ABERDEEN — Scotland’s pro-independence SNP will claim a mandate to open negotiations on independence if it wins a majority of seats in next year’s election.
The Scottish National Party is struggling to retain its recent dominance of Scotland’s electoral politics in the face of a resurgent Scottish Labour Party and the chaos — and arrests — that greeted Nicola Sturgeon’s sudden resignation as SNP leader in February.
As they gathered for their first annual conference under new leader Humza Yousaf, the SNP agreed on a new strategy for their ultimate goal of independence — one that will see them claim winning a majority of the Scottish seats in Westminster is enough to trigger negotiations to “give democratic effect” to Scotland becoming an independent country.
Whether that means a referendum — as the party lost in 2014 — or negotiations to directly bring about independence, has been left deliberately vague by the SNP leadership.
Either way, both U.K. Prime Minister Rishi Sunak and opposition Labour leader Keir Starmer have indicated they would continue to rebuff all referendum demands from the SNP, pointing to promises from some Yes figures that the last referendum was a “once in a generation vote.”
Previously, Yousaf said there was “no route” to independence without building sustained majority support. POLITICO’s Poll of Polls aggregator gives No a narrow lead over Yes in any potential referendum.
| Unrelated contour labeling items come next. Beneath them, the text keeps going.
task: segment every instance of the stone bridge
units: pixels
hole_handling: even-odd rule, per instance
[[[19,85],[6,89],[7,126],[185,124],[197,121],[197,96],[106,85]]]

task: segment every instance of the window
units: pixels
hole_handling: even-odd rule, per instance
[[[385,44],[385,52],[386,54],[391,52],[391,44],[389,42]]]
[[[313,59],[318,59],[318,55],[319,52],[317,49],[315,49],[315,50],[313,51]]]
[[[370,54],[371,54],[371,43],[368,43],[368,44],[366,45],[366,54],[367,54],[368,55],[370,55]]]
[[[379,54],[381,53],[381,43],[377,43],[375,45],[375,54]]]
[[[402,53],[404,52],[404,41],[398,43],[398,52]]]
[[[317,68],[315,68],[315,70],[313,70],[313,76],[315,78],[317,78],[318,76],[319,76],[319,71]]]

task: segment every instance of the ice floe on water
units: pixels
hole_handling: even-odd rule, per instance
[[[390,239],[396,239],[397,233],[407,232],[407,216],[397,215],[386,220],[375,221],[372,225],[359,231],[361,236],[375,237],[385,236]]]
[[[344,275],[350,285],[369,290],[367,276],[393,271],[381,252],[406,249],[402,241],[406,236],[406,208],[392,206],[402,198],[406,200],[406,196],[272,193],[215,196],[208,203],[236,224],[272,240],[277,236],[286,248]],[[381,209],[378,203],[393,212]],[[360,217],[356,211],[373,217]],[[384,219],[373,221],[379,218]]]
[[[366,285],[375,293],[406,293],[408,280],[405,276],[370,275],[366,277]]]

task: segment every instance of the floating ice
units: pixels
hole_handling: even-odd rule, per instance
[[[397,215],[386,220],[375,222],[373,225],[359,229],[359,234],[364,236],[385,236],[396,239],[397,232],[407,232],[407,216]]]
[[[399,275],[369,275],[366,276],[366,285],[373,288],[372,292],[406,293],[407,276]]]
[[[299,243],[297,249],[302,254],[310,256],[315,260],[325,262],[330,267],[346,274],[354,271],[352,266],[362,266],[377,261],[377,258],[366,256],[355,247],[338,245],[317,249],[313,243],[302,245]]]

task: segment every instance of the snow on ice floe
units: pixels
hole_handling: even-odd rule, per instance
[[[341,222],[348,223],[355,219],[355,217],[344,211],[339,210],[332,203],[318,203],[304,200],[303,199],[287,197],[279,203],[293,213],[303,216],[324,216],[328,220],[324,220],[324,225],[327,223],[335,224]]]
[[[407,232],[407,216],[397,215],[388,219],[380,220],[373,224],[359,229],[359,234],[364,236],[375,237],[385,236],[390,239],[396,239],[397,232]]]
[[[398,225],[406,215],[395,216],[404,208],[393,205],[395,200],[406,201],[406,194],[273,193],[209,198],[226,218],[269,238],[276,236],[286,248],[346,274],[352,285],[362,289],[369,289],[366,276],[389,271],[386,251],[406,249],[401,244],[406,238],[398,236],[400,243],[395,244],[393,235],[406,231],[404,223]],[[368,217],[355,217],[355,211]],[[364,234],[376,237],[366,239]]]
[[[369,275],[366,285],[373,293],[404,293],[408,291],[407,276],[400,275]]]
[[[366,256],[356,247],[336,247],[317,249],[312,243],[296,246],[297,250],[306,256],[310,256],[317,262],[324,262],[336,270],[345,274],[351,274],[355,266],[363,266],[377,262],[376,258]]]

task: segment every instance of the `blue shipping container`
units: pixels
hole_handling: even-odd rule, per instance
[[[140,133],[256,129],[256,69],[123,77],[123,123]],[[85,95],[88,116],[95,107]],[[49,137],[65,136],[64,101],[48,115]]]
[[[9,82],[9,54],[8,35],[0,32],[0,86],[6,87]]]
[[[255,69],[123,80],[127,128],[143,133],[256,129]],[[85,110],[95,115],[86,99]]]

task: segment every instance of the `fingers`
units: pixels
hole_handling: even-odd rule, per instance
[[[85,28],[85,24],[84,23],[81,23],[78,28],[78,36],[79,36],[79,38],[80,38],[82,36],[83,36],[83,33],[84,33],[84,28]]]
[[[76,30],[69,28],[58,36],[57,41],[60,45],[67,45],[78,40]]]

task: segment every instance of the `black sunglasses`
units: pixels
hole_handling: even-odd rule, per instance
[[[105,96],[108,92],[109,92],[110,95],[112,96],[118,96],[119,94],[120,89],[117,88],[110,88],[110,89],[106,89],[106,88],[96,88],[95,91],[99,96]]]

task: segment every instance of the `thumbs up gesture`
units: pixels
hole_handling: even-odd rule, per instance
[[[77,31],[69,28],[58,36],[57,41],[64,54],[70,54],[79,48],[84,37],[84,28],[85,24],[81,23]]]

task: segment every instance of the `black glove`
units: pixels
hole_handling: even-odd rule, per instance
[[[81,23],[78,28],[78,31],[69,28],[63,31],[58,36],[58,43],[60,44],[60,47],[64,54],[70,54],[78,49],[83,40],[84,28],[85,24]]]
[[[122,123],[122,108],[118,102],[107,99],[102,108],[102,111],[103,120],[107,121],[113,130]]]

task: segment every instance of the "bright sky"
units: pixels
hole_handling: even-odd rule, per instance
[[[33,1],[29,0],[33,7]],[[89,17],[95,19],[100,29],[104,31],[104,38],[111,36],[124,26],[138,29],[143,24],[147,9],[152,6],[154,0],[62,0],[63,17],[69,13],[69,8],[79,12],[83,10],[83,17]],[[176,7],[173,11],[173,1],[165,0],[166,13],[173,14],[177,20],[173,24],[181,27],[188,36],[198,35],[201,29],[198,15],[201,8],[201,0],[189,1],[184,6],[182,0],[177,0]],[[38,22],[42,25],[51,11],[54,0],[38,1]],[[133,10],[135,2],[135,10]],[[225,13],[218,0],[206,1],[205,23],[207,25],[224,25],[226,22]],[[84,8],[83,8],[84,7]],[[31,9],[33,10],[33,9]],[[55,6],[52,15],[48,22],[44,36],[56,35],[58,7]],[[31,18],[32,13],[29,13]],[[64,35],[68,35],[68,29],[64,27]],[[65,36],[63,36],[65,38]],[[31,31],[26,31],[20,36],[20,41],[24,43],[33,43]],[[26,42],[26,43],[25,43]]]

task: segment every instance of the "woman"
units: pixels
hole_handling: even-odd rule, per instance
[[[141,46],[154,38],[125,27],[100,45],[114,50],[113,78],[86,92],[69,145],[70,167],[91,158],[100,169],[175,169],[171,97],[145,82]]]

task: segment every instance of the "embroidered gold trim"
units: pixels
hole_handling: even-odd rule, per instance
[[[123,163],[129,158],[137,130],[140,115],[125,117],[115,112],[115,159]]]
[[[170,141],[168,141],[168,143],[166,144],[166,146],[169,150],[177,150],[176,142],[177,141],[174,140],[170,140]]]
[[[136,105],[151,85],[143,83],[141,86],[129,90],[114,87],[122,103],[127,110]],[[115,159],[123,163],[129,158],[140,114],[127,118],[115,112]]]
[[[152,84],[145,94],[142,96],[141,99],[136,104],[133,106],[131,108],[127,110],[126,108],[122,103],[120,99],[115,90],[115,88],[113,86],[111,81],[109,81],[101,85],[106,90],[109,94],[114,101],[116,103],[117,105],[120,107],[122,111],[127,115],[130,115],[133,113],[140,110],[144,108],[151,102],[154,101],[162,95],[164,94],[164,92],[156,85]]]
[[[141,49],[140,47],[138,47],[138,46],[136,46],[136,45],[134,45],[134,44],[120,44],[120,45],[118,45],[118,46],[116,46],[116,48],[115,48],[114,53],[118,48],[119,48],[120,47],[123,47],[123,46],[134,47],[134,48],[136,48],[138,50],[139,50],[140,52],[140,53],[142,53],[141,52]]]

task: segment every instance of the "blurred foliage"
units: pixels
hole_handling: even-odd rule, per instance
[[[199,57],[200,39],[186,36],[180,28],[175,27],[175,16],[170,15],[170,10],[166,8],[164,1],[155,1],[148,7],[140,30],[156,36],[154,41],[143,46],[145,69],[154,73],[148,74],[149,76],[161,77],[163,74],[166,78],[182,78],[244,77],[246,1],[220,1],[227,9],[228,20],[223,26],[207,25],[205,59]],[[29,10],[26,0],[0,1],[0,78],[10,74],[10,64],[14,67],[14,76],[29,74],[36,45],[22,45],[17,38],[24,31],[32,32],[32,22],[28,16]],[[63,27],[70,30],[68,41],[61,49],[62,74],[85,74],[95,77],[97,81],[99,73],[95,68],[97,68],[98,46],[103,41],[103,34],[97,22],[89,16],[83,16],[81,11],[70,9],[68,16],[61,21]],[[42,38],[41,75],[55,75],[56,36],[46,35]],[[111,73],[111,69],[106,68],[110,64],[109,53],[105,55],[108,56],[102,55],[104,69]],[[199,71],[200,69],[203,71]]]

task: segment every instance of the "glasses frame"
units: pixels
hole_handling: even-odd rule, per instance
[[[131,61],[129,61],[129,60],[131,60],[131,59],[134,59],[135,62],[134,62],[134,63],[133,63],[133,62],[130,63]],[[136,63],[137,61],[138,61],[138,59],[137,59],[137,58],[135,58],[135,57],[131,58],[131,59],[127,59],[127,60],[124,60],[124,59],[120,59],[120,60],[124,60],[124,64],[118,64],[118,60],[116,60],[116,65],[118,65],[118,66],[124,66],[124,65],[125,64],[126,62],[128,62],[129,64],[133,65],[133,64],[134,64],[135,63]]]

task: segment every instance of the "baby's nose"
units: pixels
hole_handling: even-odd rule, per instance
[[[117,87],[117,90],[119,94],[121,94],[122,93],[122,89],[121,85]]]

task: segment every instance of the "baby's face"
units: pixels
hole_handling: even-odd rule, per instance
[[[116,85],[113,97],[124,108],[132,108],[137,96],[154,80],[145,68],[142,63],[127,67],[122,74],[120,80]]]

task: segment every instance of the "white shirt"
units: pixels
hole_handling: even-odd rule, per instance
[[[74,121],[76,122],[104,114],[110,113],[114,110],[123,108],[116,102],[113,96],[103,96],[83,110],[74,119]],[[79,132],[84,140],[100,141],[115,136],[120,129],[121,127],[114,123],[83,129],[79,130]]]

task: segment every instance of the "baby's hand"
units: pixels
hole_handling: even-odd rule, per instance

The new strategy — which was overwhelmingly approved by members after a contentious debate in Aberdeen — will see the SNP go into the next general election, expected in 2024, pledging that a vote for the party is a vote for independence.
If the party wins at least 29 of the 57 Scottish seats up for grabs, according to the plan, the SNP would claim this as enough of a mandate for separation. The party hopes that the Westminster government would then be pressured into offering at least a referendum.
It also hopes that by pushing for separation, the party can hang on to as many of its current 43 Westminster seats as possible, in the face of a Scottish Labour Party that is climbing in the polls.
“If [the U.K. government] are going to deny us a referendum, then let us use that election to put independence front and center,” Yousaf told activists as the debate began. The Scottish first minister, who currently has relatives trapped in Gaza, also told party activists he appreciated their support “at a time of great personal heartache.”
Not all in the SNP are overjoyed with the shift in tactics.
Calling for the party to consider the next election a “de facto independence” referendum, a strategy once proposed by Sturgeon, the veteran MP Pete Wishart told activists the new SNP strategy will give “Westminster something new to say no to.”
Other activists are concerned about the optics of focusing on independence while many voters are struggling with Britain’s cost-of-living crisis — and some wonder how this strategy will successfully convince U.K. administrations who show little desire to negotiate over independence.
“Nowhere in the resolution or the amendments is there an effective follow up strategy for the outcome after the next election, where the next prime minister turns to us and says ‘get stuffed’,” David Buckley, an activist from Paisley said from the conference stage.